Romer: Resiliency is my 2022 theme
I’m not much for New Year’s resolutions. While the start of a new year is a natural time to reflect and make commitments to the future, it strikes me that we’re better off making changes as needed when we identify opportunities.
That said, I do think a new year is an appropriate time to develop and embrace a theme. A theme is universal and different from a resolution (deciding to do or not do something). A theme is a central topic of focus, not an individual action.
My theme for 2022 is resiliency, defined as the capacity to recover quickly from difficulties; toughness. If COVID-19 has taught us anything, it is that it is increasingly apparent that regional prosperity is linked to an area’s ability to prevent, withstand and quickly recover from major disruptions (like shocks) to its economic base.
The ability to bounce back from setbacks is important and admirable. However, it might be even more important to adapt and persist through changing circumstances to learn from our experiences and adapt moving forward. This is what resiliency means to me and why I’m embracing it in 2022.
In as much as it is possible to have consensus in a divided world, there is a widely held belief that we collectively want to ensure the economic health of Eagle County and to solidify an economic base that is strong, diverse, and resilient. Regardless of political leanings, we should agree that building sustainable communities that can thrive indefinitely is a good thing. This requires embracing resiliency.
Community resiliency is similar in many ways to the guiding principle of “community sustainability” in the pursuit of our community objectives. The principle of community sustainability states that the decisions, policies and programs that we pursue in the implementation of our goals should aim to create outcomes that are economically viable, environmentally sound and socially acceptable.

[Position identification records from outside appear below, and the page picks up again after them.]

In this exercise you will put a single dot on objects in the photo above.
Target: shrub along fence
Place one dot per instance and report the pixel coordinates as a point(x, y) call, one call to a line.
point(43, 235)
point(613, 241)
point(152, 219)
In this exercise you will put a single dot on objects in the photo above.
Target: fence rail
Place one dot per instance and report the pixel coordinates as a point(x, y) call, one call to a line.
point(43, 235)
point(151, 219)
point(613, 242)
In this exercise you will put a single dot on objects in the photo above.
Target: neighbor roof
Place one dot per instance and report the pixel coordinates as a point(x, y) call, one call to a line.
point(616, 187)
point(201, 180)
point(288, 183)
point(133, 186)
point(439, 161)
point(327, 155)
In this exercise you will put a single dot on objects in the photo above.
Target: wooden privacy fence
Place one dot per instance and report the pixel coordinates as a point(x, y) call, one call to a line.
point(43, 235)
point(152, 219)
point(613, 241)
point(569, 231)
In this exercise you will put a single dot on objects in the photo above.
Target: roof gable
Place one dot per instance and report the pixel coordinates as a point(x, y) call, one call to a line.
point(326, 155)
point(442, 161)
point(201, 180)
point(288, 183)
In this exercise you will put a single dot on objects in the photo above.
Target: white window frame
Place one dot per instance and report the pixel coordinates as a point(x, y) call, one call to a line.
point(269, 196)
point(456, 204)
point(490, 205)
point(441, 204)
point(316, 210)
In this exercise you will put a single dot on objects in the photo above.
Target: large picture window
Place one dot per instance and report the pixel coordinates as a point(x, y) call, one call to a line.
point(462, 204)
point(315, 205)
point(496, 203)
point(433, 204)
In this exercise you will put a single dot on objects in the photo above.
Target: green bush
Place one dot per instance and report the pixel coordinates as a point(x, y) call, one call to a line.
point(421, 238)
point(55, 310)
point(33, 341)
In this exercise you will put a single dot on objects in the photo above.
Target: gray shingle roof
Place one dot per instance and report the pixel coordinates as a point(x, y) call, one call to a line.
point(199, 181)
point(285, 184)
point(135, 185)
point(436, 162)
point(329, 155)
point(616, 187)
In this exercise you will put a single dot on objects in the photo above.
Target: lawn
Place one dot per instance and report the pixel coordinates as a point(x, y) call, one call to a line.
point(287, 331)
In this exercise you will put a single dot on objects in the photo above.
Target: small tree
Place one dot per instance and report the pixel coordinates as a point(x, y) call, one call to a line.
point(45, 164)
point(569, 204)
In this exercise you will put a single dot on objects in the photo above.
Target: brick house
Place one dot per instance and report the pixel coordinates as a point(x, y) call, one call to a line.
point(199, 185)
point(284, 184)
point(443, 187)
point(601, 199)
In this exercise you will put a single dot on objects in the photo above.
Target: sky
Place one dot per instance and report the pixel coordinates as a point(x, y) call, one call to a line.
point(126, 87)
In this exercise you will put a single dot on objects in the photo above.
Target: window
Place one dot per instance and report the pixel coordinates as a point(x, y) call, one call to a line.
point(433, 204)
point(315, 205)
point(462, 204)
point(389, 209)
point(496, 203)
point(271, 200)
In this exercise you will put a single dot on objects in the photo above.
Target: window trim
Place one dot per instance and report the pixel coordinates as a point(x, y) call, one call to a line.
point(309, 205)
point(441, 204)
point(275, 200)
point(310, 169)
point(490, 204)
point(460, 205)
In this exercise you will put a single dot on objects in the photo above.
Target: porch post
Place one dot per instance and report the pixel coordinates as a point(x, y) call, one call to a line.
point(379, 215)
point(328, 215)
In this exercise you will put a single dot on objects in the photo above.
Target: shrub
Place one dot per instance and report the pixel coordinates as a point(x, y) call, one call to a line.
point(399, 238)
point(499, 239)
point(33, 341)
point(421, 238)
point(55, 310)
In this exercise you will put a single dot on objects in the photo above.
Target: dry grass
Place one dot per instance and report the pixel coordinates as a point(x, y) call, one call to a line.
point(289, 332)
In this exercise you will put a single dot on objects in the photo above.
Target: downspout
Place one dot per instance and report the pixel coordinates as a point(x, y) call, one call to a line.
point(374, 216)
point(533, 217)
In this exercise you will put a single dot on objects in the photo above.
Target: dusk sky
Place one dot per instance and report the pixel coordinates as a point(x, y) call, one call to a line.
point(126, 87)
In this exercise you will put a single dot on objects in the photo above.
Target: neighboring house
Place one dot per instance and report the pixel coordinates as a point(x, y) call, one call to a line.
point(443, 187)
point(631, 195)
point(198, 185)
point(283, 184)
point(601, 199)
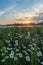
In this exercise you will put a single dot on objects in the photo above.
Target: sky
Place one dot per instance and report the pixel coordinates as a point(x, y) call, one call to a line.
point(21, 11)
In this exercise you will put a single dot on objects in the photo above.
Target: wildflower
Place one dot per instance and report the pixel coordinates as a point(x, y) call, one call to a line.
point(11, 56)
point(7, 41)
point(27, 58)
point(28, 35)
point(16, 41)
point(39, 54)
point(15, 58)
point(42, 62)
point(20, 55)
point(3, 60)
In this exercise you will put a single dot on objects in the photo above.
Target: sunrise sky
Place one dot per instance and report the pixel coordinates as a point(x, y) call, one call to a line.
point(21, 11)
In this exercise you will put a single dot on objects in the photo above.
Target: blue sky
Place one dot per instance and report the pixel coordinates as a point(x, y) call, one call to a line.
point(21, 11)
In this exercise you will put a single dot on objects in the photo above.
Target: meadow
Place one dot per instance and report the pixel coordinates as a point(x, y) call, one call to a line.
point(21, 46)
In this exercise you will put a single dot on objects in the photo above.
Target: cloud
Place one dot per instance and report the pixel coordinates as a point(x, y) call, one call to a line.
point(7, 10)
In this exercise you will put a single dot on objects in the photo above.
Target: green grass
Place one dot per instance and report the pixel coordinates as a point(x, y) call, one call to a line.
point(21, 46)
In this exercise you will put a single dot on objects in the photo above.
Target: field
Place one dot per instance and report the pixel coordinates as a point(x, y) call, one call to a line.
point(21, 46)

The mindset of community resiliency adds to this a focus on building a foundation of resiliency. The six foundations, adapted from Post Carbon Institute’s book “The Community Resilience Reader: Essential Resources for an Era of Upheaval” are:
- People. The power to envision the future of the community and build its resilience resides with community members.
- Systems thinking. Systems thinking is essential for understanding the complex, interrelated crises now unfolding and what they mean for our similarly complex communities.
- Adaptability. A community that adapts to change is resilient. But because communities and the challenges we face are dynamic, adaptation is an ongoing process.
- Transformability. Some challenges are so big that it’s not possible for the community to simply adapt; fundamental, transformative changes may be necessary.
- Sustainability. Community resilience is not sustainable if it serves only us and only now; it needs to work for other communities, future generations and the ecosystems on which we all depend.
- Courage. As individuals and as a community, we need the courage to confront challenging issues and take responsibility for our collective future.
Community sustainability (economic, environmental and social) requires a solid foundation (people, systems thinking, adaptability, transformability, sustainability and courage). Together, sustainability and resiliency are more impactful than on their own. Economic vitality and community resilience are a team effort. Local businesses, governments and residents must all play an active and ongoing role in positively influencing change.
My theme in 2022, as we enter our third year of operating in a COVID-19 environment is not to achieve resilience as a fixed goal but rather to embrace resiliency as the ongoing toughness to bounce back from the inevitable challenge placed before us.